More than a month after Abercrombie asked for courtesy resignations from 28 Lingle appointees, only three — Matilda Yoshioka and Eric Beaver of the Public Housing Authority and Lawrence Tseu of the Stadium Authority — have agreed to resign. A fourth appointee — Clarissa Hosino of the Public Housing Authority — had resigned before receiving the governor’s request.
Abercrombie said Wednesday that he declined to accept Yoshioka’s resignation after discussing it with her, so his request has produced only two actual resignations.
Several appointees have informed the governor’s staff that they will not resign until their terms expire, and the governor’s advisers plan to telephone about a dozen appointees who have not formally responded so the administration can close the book on the exercise.
Abercrombie said Wednesday that perhaps he should have been more clear that a courtesy resignation might not be accepted if the appointee is compatible with the governor’s vision.

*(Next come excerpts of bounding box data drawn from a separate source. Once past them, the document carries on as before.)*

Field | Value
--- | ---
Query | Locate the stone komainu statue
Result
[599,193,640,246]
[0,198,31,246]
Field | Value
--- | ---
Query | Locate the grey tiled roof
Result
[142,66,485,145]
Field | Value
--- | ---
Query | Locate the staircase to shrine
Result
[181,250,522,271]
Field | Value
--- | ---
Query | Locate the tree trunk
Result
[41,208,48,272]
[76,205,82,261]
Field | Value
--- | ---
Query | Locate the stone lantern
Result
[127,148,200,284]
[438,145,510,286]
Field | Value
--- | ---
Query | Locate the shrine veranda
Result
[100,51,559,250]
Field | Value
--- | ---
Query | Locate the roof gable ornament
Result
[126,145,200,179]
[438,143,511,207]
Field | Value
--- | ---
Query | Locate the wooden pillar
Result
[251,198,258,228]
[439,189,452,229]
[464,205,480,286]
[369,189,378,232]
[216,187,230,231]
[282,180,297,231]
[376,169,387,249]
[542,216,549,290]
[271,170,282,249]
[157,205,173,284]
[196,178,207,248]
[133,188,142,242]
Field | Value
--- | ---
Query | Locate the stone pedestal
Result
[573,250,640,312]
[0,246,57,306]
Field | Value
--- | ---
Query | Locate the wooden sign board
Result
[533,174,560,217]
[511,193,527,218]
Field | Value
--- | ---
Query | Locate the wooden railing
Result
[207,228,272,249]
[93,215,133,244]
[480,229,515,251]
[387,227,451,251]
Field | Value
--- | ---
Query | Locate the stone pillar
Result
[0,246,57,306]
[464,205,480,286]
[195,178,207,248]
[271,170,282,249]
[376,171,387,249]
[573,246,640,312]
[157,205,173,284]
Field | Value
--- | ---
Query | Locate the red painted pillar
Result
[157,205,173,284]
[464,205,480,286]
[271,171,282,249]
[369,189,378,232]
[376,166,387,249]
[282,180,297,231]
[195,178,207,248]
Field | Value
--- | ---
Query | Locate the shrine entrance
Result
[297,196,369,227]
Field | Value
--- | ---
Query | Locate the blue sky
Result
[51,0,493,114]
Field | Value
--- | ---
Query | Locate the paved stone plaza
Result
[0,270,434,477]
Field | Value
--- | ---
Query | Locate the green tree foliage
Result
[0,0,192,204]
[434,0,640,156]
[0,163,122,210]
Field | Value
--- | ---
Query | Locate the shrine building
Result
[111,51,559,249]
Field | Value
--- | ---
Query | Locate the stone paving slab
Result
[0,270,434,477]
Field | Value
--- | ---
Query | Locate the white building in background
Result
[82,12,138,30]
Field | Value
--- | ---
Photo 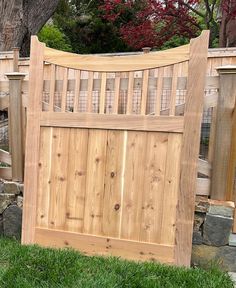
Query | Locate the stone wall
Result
[0,181,236,272]
[192,197,236,272]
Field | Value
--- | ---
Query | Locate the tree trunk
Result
[0,0,59,56]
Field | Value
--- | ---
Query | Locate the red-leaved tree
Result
[100,0,200,49]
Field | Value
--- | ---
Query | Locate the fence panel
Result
[22,32,208,266]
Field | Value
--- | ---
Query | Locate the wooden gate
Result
[22,31,209,266]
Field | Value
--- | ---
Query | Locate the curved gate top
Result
[22,31,209,266]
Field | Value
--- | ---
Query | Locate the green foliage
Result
[38,24,72,52]
[0,238,233,288]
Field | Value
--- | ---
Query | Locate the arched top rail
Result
[44,45,190,72]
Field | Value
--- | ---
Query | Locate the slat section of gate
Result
[22,32,208,266]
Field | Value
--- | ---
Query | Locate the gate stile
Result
[22,31,209,266]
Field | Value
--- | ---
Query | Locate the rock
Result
[0,215,3,236]
[203,213,233,246]
[16,196,23,208]
[3,205,22,240]
[192,231,203,245]
[229,233,236,246]
[208,200,234,217]
[0,194,16,214]
[3,182,20,195]
[191,245,236,272]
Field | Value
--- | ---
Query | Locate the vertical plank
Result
[73,70,80,112]
[155,67,164,116]
[126,72,134,114]
[113,72,120,114]
[169,64,179,116]
[48,64,56,111]
[141,70,149,115]
[175,31,209,266]
[160,133,183,245]
[211,66,236,200]
[66,129,88,232]
[99,73,107,114]
[83,129,107,235]
[87,71,93,112]
[48,128,70,230]
[140,132,168,243]
[61,68,68,112]
[37,127,52,228]
[121,131,147,240]
[103,131,125,237]
[21,36,45,244]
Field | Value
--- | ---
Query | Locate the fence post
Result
[211,65,236,201]
[5,72,26,181]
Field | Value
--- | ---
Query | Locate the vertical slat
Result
[103,130,125,237]
[49,128,70,230]
[211,66,236,200]
[140,132,168,243]
[61,68,68,112]
[37,127,52,228]
[169,64,179,116]
[66,129,88,232]
[48,64,56,111]
[155,67,164,116]
[87,71,93,112]
[126,72,134,114]
[73,70,80,112]
[83,129,107,235]
[175,31,209,266]
[141,70,149,115]
[121,131,147,240]
[160,133,183,245]
[99,73,107,114]
[22,36,45,244]
[113,72,120,114]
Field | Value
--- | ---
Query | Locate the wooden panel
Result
[140,133,168,243]
[83,129,107,235]
[49,128,70,229]
[37,127,53,228]
[44,45,189,72]
[176,31,209,266]
[161,133,182,245]
[102,131,126,237]
[64,129,88,232]
[36,228,174,263]
[40,112,184,132]
[0,149,11,165]
[121,131,147,240]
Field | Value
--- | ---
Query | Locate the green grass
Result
[0,238,233,288]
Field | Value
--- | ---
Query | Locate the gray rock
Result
[0,194,16,214]
[3,205,22,239]
[191,245,236,272]
[16,196,23,208]
[208,205,234,218]
[193,231,203,245]
[3,182,20,195]
[203,213,233,246]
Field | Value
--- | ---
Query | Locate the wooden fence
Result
[0,36,236,242]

But the governor maintains that a new chief executive should have more authority to appoint members to key boards and commissions.
"Continuity isn’t much good if the continuity is the same policies that haven’t worked or have failed in the past," he said. "So we’ll just have to see how that works."
ABERCROMBIE SENT written requests in June for courtesy resignations to Lingle appointees to the Public Utilities Commission, the Land Use Commission, the Board of Land and Natural Resources, the Public Housing Authority and the Stadium Authority.
"I would do it myself if I was there," he said. "I’d offer that as a courtesy. Because, otherwise, you end up taking the responsibility in the executive for what’s going on, but you may not necessarily be on the same page."
Several former executive branch officials from Republican and Democratic administrations have questioned the wisdom of asking for mass resignations because of the potential to lose continuity and experience on the boards and commissions at one time.
Other observers, however, have been more critical of the way Abercrombie’s request was carried out. Appointees contacted the news media after receiving letters from the governor, and the first news accounts focused on appointees to the Stadium Authority before the governor’s office confirmed that appointees to the other boards had received requests as well.
"It kind of hit them blindsided," said Jim Shon, a former state lawmaker and education policy analyst.
Shon said the reaction may have been different had the governor’s staff contacted the appointees first. The governor’s staff, he said, also could have first developed a narrative for why aligning the boards and commissions with the "New Day" agenda makes sense from a policy standpoint.
Shon believes the resignation requests might have been received differently a year into Abercrombie’s term, after more of his policy agenda is fleshed out, rather than six months.
"I kind of looked at it as a little weak on preparation," he said.
Abercrombie said he was trying to move on the "New Day" plan voters endorsed with his election last year.
"People will interpret things the way they will," the governor said. "My main thing is — main point is — is that when you go in another direction in an election, (voters) clearly ask you to go in another direction, that continuity is precisely what you don’t want in the sense of a clash of an old way of doing things and a new way of doing things."